The most dangerous thing in Christianity is a casual relationship with Christ. Jesus wants to be first or nothing. As you are pursuing faith, you need to do that alongside others who are doing the same. Stale Christianity is not a safe Christianity and we should step into God’s work at church. Sandals Church asks us to do three things to strengthen our knowledge of and relationship with Christ:

  • Attend church on the weekend
  • Serve on a team
  • Connect with others in a small group

When it comes to friendships, every Christian needs a Paul, a Barnabus and a Timothy in their lives.

  • Paul is a leader and someone who can mentor us.
  • Barnabus is someone who can walk alongside us as a peer.
  • Timothy is someone we can help to lead and mentor in the faith.

Is it okay if our best or closest friend is of the opposite sex?
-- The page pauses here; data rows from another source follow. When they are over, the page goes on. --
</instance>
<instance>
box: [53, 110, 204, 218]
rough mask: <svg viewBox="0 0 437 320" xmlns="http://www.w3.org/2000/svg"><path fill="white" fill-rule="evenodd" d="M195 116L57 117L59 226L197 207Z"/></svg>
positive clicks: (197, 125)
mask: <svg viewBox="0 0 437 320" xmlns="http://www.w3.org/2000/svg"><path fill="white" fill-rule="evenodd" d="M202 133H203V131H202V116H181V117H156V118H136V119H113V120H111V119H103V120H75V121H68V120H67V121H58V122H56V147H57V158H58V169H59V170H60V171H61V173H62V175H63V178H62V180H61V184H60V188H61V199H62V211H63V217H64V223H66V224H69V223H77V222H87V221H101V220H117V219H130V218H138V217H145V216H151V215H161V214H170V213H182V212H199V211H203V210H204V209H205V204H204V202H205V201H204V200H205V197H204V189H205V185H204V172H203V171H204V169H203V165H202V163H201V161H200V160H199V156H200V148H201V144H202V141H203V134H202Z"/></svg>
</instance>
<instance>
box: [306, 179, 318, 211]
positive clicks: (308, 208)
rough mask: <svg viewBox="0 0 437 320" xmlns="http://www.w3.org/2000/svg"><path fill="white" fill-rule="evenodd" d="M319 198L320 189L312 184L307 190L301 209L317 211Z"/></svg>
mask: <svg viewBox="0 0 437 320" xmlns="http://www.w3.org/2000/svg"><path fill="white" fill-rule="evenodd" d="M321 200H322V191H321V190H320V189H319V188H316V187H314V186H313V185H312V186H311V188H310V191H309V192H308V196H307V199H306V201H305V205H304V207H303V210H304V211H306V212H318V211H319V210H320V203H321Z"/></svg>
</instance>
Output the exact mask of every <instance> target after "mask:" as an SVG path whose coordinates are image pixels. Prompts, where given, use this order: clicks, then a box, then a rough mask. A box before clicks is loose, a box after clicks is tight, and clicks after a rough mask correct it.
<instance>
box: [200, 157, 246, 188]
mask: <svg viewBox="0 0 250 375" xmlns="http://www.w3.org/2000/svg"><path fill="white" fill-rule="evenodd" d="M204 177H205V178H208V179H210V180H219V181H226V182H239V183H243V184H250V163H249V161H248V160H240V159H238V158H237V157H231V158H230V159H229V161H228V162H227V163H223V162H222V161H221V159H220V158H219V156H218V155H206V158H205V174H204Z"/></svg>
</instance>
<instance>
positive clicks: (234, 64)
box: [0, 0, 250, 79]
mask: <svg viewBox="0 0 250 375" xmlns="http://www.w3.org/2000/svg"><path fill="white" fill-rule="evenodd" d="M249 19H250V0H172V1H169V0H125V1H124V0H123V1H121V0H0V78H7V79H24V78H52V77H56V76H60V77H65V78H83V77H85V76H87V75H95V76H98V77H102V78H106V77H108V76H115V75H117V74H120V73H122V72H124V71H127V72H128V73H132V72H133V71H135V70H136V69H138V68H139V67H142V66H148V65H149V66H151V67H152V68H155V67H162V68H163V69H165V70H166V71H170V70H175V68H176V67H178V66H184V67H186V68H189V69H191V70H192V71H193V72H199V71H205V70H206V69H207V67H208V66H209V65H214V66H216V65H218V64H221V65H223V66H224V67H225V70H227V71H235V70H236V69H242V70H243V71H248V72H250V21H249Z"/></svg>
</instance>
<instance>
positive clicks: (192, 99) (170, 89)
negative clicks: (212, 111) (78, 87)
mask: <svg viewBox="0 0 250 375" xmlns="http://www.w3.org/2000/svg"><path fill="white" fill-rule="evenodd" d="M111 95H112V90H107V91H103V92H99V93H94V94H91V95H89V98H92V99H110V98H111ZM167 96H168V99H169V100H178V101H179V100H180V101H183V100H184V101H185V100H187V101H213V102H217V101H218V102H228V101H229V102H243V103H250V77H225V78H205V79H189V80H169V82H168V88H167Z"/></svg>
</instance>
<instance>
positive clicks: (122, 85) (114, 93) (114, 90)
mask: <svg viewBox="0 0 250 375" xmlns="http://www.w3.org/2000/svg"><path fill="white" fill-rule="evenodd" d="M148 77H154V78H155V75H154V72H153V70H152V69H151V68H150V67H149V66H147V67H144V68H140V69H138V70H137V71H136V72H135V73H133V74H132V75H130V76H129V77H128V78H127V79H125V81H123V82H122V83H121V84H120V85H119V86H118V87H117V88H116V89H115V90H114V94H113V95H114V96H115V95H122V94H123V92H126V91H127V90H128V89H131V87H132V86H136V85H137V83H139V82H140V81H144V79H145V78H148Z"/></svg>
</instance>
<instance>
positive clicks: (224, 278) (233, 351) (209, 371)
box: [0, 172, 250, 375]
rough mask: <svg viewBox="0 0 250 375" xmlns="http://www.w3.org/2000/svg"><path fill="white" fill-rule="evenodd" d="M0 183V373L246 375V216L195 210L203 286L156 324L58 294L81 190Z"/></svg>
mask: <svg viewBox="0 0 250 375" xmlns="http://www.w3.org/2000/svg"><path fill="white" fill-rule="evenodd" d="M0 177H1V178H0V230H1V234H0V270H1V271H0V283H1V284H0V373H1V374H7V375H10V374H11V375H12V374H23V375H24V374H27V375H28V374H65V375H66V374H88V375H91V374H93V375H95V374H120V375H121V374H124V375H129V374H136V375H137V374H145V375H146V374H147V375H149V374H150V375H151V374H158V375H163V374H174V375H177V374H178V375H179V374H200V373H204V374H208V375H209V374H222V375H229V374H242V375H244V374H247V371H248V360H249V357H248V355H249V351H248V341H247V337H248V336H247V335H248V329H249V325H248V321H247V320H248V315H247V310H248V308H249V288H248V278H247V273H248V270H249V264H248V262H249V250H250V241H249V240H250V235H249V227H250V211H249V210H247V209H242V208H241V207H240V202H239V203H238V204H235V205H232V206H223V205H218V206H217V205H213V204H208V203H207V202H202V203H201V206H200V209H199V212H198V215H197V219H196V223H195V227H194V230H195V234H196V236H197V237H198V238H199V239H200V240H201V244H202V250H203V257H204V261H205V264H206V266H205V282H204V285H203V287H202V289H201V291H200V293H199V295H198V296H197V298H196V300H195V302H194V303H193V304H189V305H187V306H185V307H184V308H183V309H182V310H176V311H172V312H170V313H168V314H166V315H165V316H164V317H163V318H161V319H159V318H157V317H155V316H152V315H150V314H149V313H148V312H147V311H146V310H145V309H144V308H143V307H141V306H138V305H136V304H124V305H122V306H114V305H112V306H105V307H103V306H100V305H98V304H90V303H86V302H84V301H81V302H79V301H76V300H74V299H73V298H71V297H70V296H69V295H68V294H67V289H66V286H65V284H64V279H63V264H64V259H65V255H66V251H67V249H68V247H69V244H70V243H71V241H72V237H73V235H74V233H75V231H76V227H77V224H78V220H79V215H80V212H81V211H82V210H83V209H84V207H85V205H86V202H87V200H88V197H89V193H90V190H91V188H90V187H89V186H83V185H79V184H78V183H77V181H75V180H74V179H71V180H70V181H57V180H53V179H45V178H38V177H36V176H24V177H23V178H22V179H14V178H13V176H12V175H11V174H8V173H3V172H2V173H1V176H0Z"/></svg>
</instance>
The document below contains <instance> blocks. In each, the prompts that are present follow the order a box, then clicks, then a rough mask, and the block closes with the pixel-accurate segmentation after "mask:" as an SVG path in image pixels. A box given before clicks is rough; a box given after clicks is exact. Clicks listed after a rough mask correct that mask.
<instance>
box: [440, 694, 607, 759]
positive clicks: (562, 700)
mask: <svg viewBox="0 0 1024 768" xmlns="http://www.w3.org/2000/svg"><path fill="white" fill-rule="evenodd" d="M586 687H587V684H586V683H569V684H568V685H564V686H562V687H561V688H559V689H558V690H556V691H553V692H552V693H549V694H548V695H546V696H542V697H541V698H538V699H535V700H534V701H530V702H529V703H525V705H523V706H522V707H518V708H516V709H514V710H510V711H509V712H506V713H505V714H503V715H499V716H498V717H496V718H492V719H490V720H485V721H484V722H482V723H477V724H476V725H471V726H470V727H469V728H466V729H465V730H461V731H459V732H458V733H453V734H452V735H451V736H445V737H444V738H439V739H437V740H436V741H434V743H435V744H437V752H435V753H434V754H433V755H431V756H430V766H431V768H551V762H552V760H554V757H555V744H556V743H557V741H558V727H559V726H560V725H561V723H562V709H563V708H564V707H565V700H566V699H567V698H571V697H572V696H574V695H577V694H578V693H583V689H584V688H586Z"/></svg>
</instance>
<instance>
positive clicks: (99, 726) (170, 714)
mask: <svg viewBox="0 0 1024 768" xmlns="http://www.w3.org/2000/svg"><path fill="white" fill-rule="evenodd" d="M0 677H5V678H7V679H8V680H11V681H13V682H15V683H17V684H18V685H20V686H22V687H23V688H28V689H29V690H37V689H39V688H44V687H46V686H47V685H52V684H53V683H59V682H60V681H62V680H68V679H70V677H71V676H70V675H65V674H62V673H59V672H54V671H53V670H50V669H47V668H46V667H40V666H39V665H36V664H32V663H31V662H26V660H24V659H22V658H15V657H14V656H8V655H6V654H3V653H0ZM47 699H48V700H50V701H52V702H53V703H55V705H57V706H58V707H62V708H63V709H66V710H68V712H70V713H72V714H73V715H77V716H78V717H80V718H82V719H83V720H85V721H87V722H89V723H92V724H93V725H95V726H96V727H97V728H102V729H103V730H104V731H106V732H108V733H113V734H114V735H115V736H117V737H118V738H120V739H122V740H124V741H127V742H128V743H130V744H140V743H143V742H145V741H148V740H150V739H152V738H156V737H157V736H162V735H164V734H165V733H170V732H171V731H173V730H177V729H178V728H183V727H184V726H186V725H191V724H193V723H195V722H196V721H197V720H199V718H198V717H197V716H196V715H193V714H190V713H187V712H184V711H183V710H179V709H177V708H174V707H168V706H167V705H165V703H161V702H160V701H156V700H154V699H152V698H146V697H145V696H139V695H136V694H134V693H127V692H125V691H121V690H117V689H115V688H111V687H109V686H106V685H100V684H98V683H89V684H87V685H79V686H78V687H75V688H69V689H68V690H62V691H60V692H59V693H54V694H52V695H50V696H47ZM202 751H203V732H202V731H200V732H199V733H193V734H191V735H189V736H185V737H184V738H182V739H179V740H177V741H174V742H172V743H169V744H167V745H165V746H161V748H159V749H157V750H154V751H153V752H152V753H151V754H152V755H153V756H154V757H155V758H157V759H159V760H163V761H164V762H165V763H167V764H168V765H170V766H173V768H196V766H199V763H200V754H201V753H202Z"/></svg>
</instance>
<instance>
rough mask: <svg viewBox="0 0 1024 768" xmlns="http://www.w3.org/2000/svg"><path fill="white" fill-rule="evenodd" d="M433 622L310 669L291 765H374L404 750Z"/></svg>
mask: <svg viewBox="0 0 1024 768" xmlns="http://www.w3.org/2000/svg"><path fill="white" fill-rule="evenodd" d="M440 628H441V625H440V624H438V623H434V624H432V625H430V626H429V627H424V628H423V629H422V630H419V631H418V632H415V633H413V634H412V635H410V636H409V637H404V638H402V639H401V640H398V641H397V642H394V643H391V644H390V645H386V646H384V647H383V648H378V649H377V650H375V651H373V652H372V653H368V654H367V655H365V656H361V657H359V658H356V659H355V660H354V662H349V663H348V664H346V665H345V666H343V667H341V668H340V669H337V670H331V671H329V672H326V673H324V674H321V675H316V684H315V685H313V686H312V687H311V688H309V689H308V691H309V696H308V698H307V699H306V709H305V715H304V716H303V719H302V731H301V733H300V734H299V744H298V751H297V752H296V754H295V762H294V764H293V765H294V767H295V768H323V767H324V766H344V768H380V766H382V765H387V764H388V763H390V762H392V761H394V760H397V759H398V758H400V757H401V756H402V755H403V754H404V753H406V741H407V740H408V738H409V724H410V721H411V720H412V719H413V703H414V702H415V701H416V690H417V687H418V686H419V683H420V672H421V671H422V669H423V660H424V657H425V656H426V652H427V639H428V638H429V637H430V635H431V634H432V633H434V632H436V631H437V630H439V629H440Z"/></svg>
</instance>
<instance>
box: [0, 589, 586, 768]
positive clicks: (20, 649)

No, it doesn’t work that way. Instead of asking if something is “okay,” we instead should ask ourselves “is this wise?” Sooner or later intimacy creates attraction. To help protect one another, we should be aware that feelings happen when people of the opposite sex get into one on one relationships and always be upfront about the possibility of dating or not when we hang out with a member of the opposite sex.

It is however, important that singles be friends in groups with both men and women to learn to understand each other. Men should have female friendships in their life so that women can speak truth into their lives, because women see things differently than men do, and vice versa.

When is it time to just let a friendship go?

Often we need to do this more quickly than we think. A real friendships takes two people working towards each other. We should invest in our friendships, cherishing people and making time for them. Mark Driscoll has said there are three categories of friendships:

  • Professional: people who work together, but aren’t really friends
  • Pastoral: a mentor/mentee relationship
  • Personal: A real friendship not based on the other two
Some friendships are based upon a negative commonality such as partying or doing drugs. When we come to Christ we should ask ourselves if the nature of that friendship is now ministry or not. The bible teaches that “the person who tries to change a fool is a fool.”

Would Jesus be a friend to toxic person, and if so what would that look like?

Jesus was friends with sinful people, not necessarily toxic people. The only thing that can help a toxic person is God because he is the only one who can change a human heart. Jesus confronted negative people, he didn’t hang out with them, but he challenged them and spoke truth into them. While Jesus ministered to those who came to him, he was friends with the 12 disciples specifically and only got really close with Peter, James, and John. When it comes to close friendships, we should make sure to protect ourselves from toxic people.

Could it be God’s will for us not to have best friends right now?

God’s will is for us to have close friends, but using the term “best friend” isn’t always good because it can become dysfunctional and self-centered, and it puts too much pressure on a relationship. We should let Jesus be our best friend, because only he can handle the intensity of our needs.

That said, we should still have many good friends, and a few close friends. Friends each teach us different things and bring things out in us that we didn’t see in ourselves. Friendships need to be a rallying point for encouragement, safety and self-ministry, but if we aren’t going out to do ministry together, we will lose sight of our calling.